Main repository for Datadog Agent
https://docs.datadoghq.com/
Apache License 2.0
2.83k stars 1.19k forks source link

Datadog agent health check doesn't test docker.sock in kubernetes for availability #4787

Open toha-tk opened 4 years ago

toha-tk commented 4 years ago

Describe the bug Off doc suggest to use datadog as Daemon Set. And it's the right way to do it. But after new node creation, datadog initialized without correctly working docker socket. Sometime connection to it brokes too, but agent heath-check script doesn't test it. Only after pod recreating all works as expected.

The only thing visible in the datadog agent logs: Could not setup the docker launcher: Cannot connect to the Docker daemon at unix:///var/run/docker.sock. Is the docker daemon runnig?

As result, i've created separate image with testing docker.sock via socat, but i'd like to remote that spike. socat -T1 - UNIX-CLIENT:/var/run/docker.sock

All the time, when there is no connection to docker socket, logs not provided, and it becomes a real problem.

To Reproduce Was not able to find the initial reason of the docker.sock failure. Another way to reproduce: Deploy datadog agent without volumeMount: dockersocket

Expected behavior Datadog agent health check test not only internal services, but also availability to get info from docker. /opt/datadog-agent/bin/agent/agent health Currenly it test components, but incorrectly mounted /var/run/docker.sock will not allow to collect logs.

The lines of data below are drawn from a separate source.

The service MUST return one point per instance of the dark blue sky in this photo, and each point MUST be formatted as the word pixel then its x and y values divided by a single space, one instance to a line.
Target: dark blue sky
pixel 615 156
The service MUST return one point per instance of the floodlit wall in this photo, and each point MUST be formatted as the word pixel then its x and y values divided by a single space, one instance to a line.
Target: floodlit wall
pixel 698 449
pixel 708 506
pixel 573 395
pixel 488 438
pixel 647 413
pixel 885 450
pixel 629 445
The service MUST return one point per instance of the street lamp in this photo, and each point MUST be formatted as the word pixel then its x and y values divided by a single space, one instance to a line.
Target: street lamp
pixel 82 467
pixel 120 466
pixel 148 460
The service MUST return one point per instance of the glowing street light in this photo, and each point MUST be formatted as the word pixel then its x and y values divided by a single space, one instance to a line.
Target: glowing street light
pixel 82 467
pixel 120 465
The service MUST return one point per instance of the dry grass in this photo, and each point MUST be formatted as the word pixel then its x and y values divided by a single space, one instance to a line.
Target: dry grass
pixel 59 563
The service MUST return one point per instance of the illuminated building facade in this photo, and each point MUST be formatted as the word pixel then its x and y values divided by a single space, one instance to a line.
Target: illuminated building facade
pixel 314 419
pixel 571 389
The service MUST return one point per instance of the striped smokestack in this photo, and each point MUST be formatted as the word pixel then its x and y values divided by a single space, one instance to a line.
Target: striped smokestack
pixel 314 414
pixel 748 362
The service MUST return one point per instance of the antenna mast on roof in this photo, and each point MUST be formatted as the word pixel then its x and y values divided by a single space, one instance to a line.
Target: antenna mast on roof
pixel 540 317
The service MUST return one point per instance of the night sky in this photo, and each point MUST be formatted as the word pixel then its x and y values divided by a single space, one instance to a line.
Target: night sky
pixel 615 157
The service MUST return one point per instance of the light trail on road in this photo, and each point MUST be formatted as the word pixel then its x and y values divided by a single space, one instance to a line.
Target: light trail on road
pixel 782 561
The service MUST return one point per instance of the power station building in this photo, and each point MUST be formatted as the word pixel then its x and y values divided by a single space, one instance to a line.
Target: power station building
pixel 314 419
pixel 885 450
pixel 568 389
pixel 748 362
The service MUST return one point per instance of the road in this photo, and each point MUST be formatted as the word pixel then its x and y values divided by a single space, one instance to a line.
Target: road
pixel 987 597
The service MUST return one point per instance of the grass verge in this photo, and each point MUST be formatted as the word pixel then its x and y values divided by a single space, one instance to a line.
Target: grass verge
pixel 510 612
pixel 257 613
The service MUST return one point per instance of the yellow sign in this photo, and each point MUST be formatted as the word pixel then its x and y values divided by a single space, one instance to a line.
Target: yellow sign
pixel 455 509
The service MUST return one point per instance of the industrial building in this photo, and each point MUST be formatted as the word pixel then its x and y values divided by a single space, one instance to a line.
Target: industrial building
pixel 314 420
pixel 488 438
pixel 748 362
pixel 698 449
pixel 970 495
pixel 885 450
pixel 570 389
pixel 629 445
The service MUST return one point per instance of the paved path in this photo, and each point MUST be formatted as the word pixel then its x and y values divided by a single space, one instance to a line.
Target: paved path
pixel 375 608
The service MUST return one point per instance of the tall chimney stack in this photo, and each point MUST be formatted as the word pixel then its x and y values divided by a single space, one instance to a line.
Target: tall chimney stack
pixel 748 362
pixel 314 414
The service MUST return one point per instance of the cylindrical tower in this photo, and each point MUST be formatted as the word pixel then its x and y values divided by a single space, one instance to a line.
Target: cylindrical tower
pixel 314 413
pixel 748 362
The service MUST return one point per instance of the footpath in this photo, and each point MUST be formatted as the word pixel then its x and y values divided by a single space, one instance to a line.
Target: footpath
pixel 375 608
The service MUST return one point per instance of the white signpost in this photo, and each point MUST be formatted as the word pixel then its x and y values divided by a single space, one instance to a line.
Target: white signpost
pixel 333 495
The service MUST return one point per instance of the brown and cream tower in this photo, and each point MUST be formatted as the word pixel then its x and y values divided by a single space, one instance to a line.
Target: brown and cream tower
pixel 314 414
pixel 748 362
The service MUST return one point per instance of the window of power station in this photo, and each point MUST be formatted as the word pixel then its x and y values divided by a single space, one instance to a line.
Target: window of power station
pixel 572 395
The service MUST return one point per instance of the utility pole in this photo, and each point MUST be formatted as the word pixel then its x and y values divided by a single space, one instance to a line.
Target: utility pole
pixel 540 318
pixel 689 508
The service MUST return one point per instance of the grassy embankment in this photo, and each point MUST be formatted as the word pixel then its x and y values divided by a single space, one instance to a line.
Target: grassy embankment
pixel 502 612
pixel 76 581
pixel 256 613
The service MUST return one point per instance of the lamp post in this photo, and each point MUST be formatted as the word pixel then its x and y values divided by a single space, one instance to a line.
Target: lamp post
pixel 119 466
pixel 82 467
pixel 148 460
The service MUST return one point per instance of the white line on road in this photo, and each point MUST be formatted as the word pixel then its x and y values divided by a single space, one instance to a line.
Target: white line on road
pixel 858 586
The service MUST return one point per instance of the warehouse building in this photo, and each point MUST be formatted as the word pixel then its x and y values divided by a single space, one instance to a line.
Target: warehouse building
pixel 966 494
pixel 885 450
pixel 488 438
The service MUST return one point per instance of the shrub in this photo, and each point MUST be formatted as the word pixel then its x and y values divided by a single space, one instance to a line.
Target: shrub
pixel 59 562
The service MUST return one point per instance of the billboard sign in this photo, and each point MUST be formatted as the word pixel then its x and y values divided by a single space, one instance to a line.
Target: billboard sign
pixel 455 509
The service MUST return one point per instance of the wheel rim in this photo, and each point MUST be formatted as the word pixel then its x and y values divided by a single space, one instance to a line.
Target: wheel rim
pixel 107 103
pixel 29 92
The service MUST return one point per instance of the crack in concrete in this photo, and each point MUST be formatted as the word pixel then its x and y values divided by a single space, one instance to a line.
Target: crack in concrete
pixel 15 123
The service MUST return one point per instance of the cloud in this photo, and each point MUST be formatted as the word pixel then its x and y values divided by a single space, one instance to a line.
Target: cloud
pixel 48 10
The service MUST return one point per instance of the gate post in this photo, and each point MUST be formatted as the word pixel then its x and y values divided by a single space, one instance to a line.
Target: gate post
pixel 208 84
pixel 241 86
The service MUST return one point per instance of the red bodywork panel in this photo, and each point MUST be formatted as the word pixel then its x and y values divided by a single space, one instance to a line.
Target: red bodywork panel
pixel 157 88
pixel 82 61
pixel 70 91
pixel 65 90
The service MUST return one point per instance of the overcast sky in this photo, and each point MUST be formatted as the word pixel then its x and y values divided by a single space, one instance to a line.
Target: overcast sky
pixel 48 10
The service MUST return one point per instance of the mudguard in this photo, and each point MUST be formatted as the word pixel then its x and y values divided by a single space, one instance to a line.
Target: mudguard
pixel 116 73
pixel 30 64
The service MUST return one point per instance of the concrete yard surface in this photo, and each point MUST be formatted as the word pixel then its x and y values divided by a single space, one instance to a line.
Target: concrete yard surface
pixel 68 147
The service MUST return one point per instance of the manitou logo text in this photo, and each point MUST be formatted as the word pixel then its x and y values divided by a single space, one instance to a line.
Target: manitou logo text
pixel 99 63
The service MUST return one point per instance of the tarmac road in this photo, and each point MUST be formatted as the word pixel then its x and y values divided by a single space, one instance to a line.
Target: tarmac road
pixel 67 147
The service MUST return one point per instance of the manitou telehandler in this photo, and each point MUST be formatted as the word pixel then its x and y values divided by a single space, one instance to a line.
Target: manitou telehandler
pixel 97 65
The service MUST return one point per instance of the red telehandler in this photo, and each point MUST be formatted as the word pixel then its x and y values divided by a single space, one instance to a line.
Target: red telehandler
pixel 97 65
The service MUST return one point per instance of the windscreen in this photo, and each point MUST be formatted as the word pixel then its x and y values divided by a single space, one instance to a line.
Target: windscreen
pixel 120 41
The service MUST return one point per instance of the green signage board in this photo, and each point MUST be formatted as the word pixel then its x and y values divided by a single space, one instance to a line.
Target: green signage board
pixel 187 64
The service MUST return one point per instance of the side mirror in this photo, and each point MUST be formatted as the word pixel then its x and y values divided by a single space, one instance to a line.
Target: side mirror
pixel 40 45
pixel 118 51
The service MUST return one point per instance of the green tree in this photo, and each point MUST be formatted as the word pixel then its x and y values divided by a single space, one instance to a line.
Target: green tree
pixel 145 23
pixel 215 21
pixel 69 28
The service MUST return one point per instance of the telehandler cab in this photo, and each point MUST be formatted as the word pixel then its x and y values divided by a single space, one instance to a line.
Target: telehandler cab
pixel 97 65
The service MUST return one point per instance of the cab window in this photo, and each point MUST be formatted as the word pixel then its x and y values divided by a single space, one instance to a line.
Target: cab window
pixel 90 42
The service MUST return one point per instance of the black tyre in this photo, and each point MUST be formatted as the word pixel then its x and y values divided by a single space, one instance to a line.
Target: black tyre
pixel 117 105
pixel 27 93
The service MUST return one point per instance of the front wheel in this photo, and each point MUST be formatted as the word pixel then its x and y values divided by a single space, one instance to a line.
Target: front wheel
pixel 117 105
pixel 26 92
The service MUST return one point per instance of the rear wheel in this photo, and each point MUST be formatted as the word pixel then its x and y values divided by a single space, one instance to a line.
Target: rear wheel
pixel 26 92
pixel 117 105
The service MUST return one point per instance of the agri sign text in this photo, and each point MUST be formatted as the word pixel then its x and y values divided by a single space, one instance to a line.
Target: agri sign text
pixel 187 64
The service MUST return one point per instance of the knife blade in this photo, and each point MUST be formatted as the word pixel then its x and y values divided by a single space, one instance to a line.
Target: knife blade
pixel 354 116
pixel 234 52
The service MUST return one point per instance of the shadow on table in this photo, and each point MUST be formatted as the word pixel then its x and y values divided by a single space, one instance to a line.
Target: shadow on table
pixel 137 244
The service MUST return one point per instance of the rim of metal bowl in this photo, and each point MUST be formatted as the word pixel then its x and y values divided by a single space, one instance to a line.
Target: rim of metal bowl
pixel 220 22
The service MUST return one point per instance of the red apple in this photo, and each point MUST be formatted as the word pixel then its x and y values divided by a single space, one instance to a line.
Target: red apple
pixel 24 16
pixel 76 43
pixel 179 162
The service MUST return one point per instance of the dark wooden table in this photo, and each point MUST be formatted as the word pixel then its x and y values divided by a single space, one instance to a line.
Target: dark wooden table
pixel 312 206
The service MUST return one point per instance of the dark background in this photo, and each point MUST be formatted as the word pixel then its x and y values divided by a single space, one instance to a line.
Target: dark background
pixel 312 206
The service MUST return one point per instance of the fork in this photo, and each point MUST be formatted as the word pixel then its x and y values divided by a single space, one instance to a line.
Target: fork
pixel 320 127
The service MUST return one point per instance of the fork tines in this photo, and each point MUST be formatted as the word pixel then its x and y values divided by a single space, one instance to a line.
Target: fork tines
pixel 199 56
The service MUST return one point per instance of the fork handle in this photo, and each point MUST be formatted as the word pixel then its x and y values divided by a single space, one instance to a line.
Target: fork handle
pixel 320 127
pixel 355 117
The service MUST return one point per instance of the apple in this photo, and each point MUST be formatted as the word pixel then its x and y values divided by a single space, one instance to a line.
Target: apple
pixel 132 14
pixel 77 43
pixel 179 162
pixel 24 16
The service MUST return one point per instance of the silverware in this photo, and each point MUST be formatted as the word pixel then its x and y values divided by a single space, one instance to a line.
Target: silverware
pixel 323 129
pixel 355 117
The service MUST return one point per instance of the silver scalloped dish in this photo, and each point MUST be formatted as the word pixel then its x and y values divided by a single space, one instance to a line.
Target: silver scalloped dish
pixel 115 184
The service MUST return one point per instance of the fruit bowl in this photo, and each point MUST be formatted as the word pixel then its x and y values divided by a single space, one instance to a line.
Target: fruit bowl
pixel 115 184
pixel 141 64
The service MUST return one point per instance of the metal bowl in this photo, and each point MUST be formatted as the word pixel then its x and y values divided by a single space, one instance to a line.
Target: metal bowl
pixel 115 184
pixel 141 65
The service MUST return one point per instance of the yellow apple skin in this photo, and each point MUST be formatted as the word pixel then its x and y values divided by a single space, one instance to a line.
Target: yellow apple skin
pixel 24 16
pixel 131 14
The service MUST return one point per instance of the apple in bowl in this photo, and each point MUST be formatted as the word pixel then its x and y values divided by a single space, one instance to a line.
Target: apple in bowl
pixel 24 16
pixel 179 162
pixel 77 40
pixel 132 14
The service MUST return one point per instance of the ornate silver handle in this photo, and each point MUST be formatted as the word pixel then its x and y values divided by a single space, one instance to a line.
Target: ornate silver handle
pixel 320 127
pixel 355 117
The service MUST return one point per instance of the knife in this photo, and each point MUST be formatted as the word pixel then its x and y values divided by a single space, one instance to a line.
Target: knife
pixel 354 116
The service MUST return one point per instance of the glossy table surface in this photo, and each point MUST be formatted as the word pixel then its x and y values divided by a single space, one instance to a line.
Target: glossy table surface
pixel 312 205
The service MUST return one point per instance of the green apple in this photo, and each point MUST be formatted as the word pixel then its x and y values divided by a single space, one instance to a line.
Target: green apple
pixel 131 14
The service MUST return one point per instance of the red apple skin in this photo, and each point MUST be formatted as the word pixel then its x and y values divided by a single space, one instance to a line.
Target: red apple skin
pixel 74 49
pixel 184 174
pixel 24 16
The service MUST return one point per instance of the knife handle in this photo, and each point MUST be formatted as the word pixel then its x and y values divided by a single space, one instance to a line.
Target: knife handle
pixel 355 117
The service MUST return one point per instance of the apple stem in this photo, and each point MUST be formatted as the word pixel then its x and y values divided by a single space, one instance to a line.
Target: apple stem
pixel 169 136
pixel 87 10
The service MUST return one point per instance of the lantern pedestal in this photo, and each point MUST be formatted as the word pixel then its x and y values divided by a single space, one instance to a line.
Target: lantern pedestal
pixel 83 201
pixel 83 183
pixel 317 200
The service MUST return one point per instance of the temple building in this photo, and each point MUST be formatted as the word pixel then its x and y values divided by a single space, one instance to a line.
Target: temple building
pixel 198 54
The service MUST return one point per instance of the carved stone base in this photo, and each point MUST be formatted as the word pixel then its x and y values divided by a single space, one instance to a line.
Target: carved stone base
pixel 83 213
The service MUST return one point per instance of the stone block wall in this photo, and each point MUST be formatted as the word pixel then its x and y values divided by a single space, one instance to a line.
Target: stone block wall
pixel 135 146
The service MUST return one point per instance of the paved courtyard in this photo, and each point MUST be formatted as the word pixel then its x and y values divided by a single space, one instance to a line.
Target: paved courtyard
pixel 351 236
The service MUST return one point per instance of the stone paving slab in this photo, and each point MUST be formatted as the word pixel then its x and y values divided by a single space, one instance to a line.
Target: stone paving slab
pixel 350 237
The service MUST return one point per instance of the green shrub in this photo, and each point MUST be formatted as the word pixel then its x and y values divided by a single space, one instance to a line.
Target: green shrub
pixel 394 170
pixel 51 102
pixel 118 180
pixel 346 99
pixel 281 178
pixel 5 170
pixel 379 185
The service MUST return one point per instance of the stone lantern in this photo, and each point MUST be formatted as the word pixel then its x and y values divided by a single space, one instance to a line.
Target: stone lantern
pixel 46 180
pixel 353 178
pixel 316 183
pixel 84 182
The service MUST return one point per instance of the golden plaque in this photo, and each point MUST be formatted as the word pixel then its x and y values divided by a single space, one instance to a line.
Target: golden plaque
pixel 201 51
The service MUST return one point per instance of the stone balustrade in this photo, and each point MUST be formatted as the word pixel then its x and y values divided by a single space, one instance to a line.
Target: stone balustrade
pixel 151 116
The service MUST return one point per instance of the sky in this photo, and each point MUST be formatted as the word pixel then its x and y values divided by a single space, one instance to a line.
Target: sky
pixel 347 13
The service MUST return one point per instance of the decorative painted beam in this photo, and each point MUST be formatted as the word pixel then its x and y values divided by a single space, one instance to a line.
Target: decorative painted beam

Output examples # /opt/datadog-agent/bin/agent/agent health Agent health: PASS === 15 healthy components === ad-config-provider-kubernetes, ad-kubeletlistener, ad-servicelistening, aggregator, collector-queue, collector-queue, dogstatsd-main, forwarder, healthcheck, logs-agent, metadata-agent_checks, metadata-host, metadata-inventories, metadata-resources, tagger # socat -T1 - UNIX-CLIENT:/var/run/docker.sock 2020/01/27 14:44:10 socat[734] E connect(5, AF=1 "/var/run/docker.sock", 22): No such file or directory

Environment (please complete the following information):

plumdog commented 4 years ago

Also found this same failure. Kubernetes: 1.13, AWS EKS, but was also unable to identify why, so not sure what the underlying failure is, but I agree that Datadog shouldn't pass the health check if it can't connect to Docker, rather than just logging that message.

toha-tk commented 4 years ago

@plumdog Mate, issue easily solved by increasing Datadog resource limits. Was not able to find, but agent has a limit to the amount of the containers he able to successfully service.

If that's not a workaround for you, you can build your own Datadog Agent, which check with healthcheck for docker.sock

Dockerfile


RUN apt-get update && \
    apt-get install -y socat

ADD socket-test.sh .

RUN cat socket-test.sh >> ./probe.sh

socker-test.sh

socat -T1 - UNIX-CLIENT:/var/run/docker.sock